All companies I work with claim they want enthusiastic and engaged employees. Perhaps not a surprise when you see study after study demonstrating the link between employee engagement and financial performance. Yet some recent research by Gallup indicates that more than 70% of employees in the typical company are “not engaged” or “actively disengaged.”
What’s the reason for this failure? In my view, it comes down to a disconnect between how companies try to promote engagement and what truly inspires and motivates employees. Yet some companies such as Apple, Innocent, Zappos and Rackspace manage to buck these trends. What are their secrets?

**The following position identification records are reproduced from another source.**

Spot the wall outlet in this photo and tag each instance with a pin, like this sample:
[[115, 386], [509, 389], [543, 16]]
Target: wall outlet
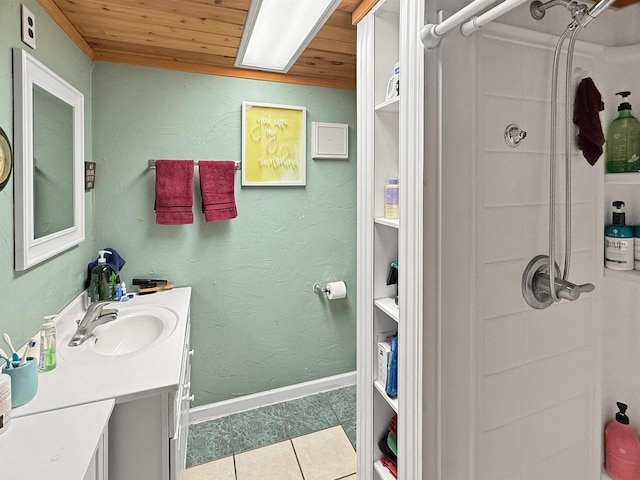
[[28, 27]]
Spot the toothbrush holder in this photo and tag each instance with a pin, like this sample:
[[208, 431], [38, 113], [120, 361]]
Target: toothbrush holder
[[24, 381]]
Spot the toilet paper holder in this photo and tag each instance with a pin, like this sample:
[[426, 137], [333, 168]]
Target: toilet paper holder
[[317, 288], [320, 289]]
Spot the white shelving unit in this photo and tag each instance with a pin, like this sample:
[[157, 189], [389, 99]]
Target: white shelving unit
[[390, 145], [382, 471]]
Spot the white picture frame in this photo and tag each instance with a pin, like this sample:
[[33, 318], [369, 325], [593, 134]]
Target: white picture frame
[[274, 145], [329, 140]]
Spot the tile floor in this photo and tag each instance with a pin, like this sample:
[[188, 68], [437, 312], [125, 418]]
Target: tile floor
[[310, 438]]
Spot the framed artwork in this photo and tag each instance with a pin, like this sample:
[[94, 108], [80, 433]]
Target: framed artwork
[[274, 145]]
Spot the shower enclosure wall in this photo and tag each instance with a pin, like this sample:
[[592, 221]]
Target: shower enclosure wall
[[524, 393]]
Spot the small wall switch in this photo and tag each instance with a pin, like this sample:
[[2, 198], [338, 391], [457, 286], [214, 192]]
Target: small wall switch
[[28, 27]]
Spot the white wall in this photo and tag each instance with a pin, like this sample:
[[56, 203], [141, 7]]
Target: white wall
[[533, 399], [525, 393], [536, 384]]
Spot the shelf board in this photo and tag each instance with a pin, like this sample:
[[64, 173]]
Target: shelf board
[[393, 402], [388, 306], [389, 222], [382, 471], [392, 105], [632, 178], [627, 275]]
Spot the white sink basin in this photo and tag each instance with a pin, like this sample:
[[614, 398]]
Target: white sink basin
[[136, 329]]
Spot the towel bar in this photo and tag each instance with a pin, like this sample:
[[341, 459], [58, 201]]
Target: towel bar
[[152, 164]]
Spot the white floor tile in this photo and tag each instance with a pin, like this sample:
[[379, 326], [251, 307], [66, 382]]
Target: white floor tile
[[222, 469], [274, 462], [325, 455]]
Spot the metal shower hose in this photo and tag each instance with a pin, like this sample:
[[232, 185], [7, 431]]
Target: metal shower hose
[[572, 30]]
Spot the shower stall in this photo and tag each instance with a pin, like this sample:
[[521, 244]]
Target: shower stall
[[524, 393]]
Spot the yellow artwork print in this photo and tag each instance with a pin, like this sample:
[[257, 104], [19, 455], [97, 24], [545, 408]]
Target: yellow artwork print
[[274, 144]]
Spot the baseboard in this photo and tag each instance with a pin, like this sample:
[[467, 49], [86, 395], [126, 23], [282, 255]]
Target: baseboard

1. Line managers lead the charge. It’s difficult for employees to be truly engaged if they don’t trust their bosses. That is why it is critical for managers to treat team engagement as a high priority, and why the directors cannot merely prescribe a solution. Instead, managers must have the responsibility and authority to earn the enthusiasm, energy, and commitment that signal deep employee engagement.
2. Managers learn how to have conversations with their team members. Not every manager is a natural at engaging employees, so they require training and coaching on how to encourage productive discussions with their team members.
3. Conduct regular “pulse checks.” Short, frequent and anonymous surveys (as opposed to a long annual survey) give managers a better understanding of team dynamics and a sense of how the team believes customers’ experiences can be improved. What matters most, however, is not the metrics but the resulting dialogue.
4. Teams rally around the customer. The ‘front line’ employees know which aspects of the business annoy or delight customers. The companies that regularly earn high employee engagement tap that knowledge by asking employees how the company can earn more of their customers’ business and build their advocacy.
So this week, what can you do to improve employee engagement?